Students sit and listen to The Third Degree.
Students sit and listen to The Third Degree during MUSIC Matters Springfest 2024 on the Diag Sunday afternoon. Georgia McKay/Daily. Buy this photo.

MUSIC Matters hosted their annual SpringFest Sunday on North University Avenue and South State Street. Designed to create a platform that highlights the diversity of talent on campus, the festival featured a wide range of performances including dance and a capella groups. About 7,000 Ann Arbor community members gathered to hear from local bands ranging from seven-piece, indie-folk-groove North Ingalls Band to rock ‘n’ roll band The Third Degree perform. The festival, sponsored by companies including Bumble and Amazon, also featured food trucks and pop-up shops from local businesses lining State Street.

The entertainment was not limited to music. A variety of University of Michigan organizations also performed at SpringFest, including K-Pop dance group Female Gayo and Indian contemporary and folk music group Michigan Gaan

In an interview with The Michigan Daily, LSA senior Rowan O’Connor, SpringFest co-chair for MUSIC Matters, said the diversity of the festival’s lineup illustrates the wide variety of talent at the University.

“SpringFest is supposed to be a celebration of everything that happens on the University of Michigan campus,” O’Connor said. “The businesses, the student performance orgs, the different bands we have and then also every club under the sun that can get a table at SpringFest and show off what they do for a day. Part of putting on the daytime show on the day stage is sort of to that tune, it’s meant to just celebrate all the different kinds of music and performance art that happens here on campus.”

One student organization that took the stage Sunday afternoon was musical-theatre acting group “Not Even Really Drama Students,” or NERDS. LSA junior Natalie Dixon told The Daily that a platform such as SpringFest is important for clubs like hers because it provides an opportunity to market the club to the campus community.

“We’re always looking for new people … that aren’t really tied into the theatre scene at Michigan,” Dixon said. “So just showing people that we exist and that we are really fun and cool at SpringFest and it would be really great to recruit new members for next year.”

At approximately 3 p.m., Ani Mari & Co. ‘s set was interrupted by a TAHRIR Coalition and Students Allied for Freedom and Equality demonstration aiming to raise awareness about Monday’s national strike for Gaza.

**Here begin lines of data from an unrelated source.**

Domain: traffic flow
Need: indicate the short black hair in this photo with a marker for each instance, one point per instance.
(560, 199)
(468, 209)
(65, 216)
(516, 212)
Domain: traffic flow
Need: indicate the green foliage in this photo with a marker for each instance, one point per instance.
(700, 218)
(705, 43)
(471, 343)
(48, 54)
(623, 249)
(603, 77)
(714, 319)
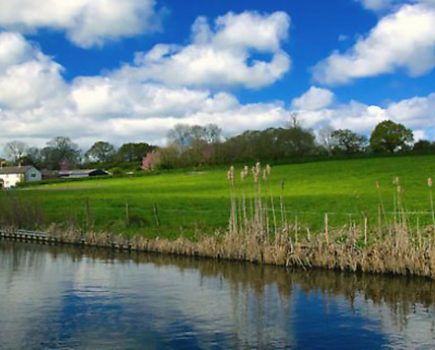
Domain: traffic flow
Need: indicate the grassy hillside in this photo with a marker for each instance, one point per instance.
(168, 204)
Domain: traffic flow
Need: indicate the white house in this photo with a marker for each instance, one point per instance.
(11, 176)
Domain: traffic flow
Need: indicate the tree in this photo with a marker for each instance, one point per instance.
(15, 151)
(180, 136)
(101, 151)
(325, 138)
(134, 152)
(61, 152)
(346, 141)
(389, 136)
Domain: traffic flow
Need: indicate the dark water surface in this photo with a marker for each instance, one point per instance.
(58, 297)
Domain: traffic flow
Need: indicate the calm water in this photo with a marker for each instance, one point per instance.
(53, 297)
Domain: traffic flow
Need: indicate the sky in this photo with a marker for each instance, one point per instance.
(128, 71)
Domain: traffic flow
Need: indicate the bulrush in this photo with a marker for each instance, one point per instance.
(230, 175)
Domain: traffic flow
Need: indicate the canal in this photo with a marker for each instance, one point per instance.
(65, 297)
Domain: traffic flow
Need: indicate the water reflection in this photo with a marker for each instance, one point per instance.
(52, 297)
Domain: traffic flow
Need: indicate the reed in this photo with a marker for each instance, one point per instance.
(261, 231)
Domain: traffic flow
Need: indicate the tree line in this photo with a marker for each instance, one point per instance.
(193, 146)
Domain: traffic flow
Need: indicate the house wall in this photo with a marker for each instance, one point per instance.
(33, 175)
(11, 180)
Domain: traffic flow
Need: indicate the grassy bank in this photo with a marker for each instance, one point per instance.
(371, 215)
(174, 204)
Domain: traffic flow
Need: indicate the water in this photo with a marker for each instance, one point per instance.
(57, 297)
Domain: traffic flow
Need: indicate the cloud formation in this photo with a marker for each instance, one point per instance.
(416, 112)
(314, 99)
(87, 23)
(222, 55)
(402, 40)
(383, 5)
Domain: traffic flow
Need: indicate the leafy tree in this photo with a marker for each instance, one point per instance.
(15, 151)
(346, 141)
(134, 152)
(389, 136)
(61, 152)
(101, 151)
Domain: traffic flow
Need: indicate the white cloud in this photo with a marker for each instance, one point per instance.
(418, 113)
(220, 56)
(27, 76)
(86, 22)
(114, 109)
(314, 99)
(404, 39)
(378, 5)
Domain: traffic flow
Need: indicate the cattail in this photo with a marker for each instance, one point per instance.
(230, 175)
(244, 173)
(256, 173)
(264, 175)
(268, 170)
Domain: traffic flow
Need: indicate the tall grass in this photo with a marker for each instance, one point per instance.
(260, 230)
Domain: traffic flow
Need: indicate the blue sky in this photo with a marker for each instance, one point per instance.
(129, 71)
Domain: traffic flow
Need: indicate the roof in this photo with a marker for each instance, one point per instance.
(78, 172)
(15, 169)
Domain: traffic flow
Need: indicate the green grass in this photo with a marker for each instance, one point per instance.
(199, 201)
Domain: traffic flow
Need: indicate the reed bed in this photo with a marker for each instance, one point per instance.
(260, 231)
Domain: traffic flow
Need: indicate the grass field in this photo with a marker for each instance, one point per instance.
(177, 203)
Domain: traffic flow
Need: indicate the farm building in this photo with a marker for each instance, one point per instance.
(80, 173)
(11, 176)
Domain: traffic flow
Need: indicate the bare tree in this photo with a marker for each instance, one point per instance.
(15, 151)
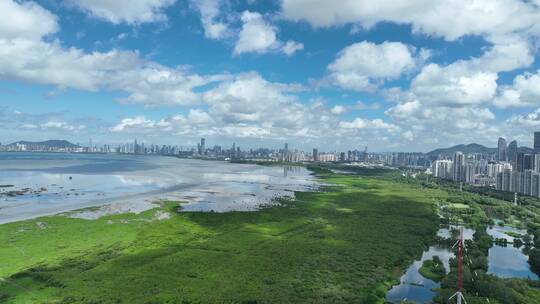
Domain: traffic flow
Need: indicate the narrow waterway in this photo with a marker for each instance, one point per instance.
(503, 261)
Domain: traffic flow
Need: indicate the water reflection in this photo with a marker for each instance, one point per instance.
(73, 181)
(413, 286)
(508, 261)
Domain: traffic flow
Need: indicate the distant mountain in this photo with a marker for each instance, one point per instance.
(471, 148)
(58, 144)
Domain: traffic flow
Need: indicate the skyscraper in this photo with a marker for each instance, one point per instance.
(203, 146)
(536, 142)
(457, 168)
(511, 153)
(501, 149)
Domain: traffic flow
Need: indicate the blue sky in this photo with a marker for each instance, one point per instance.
(393, 75)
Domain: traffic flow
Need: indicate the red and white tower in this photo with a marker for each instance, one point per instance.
(458, 295)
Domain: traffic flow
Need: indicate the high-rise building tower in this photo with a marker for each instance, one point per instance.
(315, 155)
(203, 146)
(536, 142)
(458, 167)
(501, 149)
(511, 153)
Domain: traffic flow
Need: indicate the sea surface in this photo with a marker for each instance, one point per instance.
(52, 183)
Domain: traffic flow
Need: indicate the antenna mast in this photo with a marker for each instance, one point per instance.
(458, 295)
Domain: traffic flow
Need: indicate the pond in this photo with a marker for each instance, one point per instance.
(413, 286)
(508, 261)
(505, 262)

The band’s frontwoman, LSA junior Ani Seigel, handed her microphone to demonstrators when they approached the stage. In an interview with The Daily, Seigel said she supported the demonstrators for using a platform like SpringFest to amplify their message.

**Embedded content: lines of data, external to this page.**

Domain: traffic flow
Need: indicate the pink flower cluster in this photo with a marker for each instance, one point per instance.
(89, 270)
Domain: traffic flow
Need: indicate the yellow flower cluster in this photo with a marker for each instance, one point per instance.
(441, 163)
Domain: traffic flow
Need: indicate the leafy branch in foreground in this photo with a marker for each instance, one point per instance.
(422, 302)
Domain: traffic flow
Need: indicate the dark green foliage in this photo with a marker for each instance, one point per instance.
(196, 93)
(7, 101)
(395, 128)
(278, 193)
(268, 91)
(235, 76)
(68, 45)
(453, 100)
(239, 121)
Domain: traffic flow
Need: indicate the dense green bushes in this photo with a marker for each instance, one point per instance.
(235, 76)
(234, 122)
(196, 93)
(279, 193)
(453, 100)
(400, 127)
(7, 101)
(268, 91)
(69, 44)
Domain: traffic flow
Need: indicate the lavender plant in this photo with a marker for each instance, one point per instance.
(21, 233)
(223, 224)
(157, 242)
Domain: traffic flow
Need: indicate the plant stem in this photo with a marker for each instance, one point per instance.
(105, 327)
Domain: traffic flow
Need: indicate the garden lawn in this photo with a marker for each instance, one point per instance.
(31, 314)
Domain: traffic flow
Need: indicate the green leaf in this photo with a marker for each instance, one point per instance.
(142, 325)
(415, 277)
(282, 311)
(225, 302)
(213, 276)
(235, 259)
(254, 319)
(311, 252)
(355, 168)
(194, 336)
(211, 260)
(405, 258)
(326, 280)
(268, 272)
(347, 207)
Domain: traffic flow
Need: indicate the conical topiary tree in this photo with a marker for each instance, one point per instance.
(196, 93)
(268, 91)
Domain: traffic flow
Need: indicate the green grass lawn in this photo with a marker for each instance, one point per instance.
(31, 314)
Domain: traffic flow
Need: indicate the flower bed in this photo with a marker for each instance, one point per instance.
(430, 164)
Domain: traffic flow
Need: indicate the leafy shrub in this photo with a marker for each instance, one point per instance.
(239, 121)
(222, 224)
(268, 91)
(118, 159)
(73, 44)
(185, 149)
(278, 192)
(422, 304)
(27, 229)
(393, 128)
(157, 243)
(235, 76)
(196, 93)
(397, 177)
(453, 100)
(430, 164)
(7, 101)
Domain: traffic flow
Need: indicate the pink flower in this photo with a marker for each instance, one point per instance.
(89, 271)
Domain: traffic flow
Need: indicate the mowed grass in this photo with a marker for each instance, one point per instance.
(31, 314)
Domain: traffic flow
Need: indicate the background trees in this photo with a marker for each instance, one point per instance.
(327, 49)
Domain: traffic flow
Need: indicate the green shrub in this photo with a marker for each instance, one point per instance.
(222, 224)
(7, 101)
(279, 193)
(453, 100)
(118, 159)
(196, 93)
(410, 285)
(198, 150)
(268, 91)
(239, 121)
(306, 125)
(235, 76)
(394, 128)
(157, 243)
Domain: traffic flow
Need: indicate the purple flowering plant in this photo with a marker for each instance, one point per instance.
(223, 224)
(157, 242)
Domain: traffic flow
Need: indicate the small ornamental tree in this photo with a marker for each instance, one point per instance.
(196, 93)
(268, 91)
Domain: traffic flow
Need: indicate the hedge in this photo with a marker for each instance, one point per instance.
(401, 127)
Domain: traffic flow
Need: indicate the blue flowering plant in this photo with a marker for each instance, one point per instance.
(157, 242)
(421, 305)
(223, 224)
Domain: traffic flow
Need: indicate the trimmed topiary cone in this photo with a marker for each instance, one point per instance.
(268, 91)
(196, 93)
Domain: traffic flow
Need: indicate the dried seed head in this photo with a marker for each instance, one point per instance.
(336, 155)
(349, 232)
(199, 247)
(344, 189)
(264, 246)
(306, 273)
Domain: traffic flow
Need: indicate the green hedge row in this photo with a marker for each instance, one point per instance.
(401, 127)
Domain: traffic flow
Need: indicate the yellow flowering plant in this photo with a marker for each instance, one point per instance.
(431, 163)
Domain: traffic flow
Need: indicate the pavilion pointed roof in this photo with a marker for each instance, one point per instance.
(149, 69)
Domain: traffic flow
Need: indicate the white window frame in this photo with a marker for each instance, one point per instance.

“I very much stand in solidarity with TAHRIR and SAFE and I really do not condone the actions of the University and trying to silence student protesting, and I really believe in free speech,” Seigel said. “It was surprising and it was kind of a stressful thing to deal with in the moment … but I’m not mad that they did what they did.”

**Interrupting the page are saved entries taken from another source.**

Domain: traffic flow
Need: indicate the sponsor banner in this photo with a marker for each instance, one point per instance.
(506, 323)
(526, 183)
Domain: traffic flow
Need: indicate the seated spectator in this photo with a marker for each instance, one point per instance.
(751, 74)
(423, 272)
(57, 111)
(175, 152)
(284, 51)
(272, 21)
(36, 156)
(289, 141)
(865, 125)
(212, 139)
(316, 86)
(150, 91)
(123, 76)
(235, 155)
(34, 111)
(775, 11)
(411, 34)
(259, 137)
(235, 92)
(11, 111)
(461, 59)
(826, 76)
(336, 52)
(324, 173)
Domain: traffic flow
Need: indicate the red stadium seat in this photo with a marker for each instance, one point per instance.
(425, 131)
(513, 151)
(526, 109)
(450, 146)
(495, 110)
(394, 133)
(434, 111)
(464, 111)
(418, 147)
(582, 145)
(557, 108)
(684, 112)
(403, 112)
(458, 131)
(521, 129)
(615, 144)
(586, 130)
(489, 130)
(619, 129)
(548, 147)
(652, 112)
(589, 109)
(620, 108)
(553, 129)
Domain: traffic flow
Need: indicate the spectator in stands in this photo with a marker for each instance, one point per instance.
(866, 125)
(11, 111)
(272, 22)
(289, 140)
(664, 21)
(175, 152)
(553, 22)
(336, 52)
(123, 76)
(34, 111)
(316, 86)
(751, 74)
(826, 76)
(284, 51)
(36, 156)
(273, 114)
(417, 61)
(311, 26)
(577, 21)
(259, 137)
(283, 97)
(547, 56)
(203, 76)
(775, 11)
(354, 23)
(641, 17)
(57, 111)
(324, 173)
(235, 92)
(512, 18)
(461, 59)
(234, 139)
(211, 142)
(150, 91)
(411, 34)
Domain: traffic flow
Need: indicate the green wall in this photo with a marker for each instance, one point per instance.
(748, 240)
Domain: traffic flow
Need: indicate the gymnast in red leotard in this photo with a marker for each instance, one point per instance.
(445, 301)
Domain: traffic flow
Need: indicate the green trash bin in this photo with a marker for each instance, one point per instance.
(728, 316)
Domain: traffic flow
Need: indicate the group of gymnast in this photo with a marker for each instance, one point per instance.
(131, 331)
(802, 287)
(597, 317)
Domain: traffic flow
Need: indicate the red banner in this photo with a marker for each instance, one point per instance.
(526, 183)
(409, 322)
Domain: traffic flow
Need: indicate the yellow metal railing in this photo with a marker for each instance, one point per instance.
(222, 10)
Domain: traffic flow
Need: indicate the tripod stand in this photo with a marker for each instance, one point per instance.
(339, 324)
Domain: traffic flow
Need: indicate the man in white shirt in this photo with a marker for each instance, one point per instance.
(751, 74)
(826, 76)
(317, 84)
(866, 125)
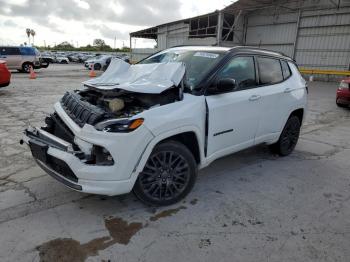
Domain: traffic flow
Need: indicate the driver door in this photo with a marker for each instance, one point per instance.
(233, 117)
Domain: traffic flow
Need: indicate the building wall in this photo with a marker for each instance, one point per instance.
(317, 39)
(316, 34)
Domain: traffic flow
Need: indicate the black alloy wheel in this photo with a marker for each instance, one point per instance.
(168, 175)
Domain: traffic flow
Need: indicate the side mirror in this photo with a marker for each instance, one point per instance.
(226, 85)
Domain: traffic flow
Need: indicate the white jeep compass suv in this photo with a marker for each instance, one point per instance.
(149, 127)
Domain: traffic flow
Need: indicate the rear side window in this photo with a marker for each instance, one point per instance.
(270, 71)
(241, 69)
(27, 51)
(285, 70)
(9, 51)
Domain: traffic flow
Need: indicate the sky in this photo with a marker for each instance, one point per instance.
(81, 21)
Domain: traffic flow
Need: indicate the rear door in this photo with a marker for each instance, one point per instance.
(233, 117)
(275, 84)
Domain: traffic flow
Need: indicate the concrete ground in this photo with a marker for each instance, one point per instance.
(250, 206)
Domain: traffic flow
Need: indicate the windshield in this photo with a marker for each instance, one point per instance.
(198, 63)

VUP, defending MUSIC Matters Battle of the Bands champions, closed out the afternoon. LSA junior Ari Kertsman, lead singer of VUP, reflected on what it meant to the band to be back at SpringFest for the second year in a row.

“Last year we were sort of one of the openers,” Kertsman said. “And so to headline and close the show this year is really exciting and shows our growth as a band and that’s exciting.”

SpringFest was divided between Sunday’s daytime festival and a Monday night concert at the Michigan Theatre. During the Monday evening portion of the festival, pop singer Alexander 23 performed at the Michigan Theatre in front of about 300 U-M community members. LSA sophomore Jessica Weinstein, talent and concert committee chair of MUSIC Matters, spoke about how Alexander 23 was selected to perform.

“We’re really excited — Alexander’s very up and coming right now,” Weinstein said. “It’s really exciting because I feel like we’re hitting him at a prime time. Hopefully, in a year from now people can be like, ‘Oh my god, Alexander 23 was at University of Michigan.’”

Music, Theatre & Dance junior Rachel Dunklee told The Daily she enjoyed SpringFest this year and will be coming to the festival again in the future.

“I love Alexander 23,” Dunklee said. “I saw his headlining show, I saw him open for Reneé Rapp and now I’m here. I’m so excited. Everybody should come to SpringFest every year.”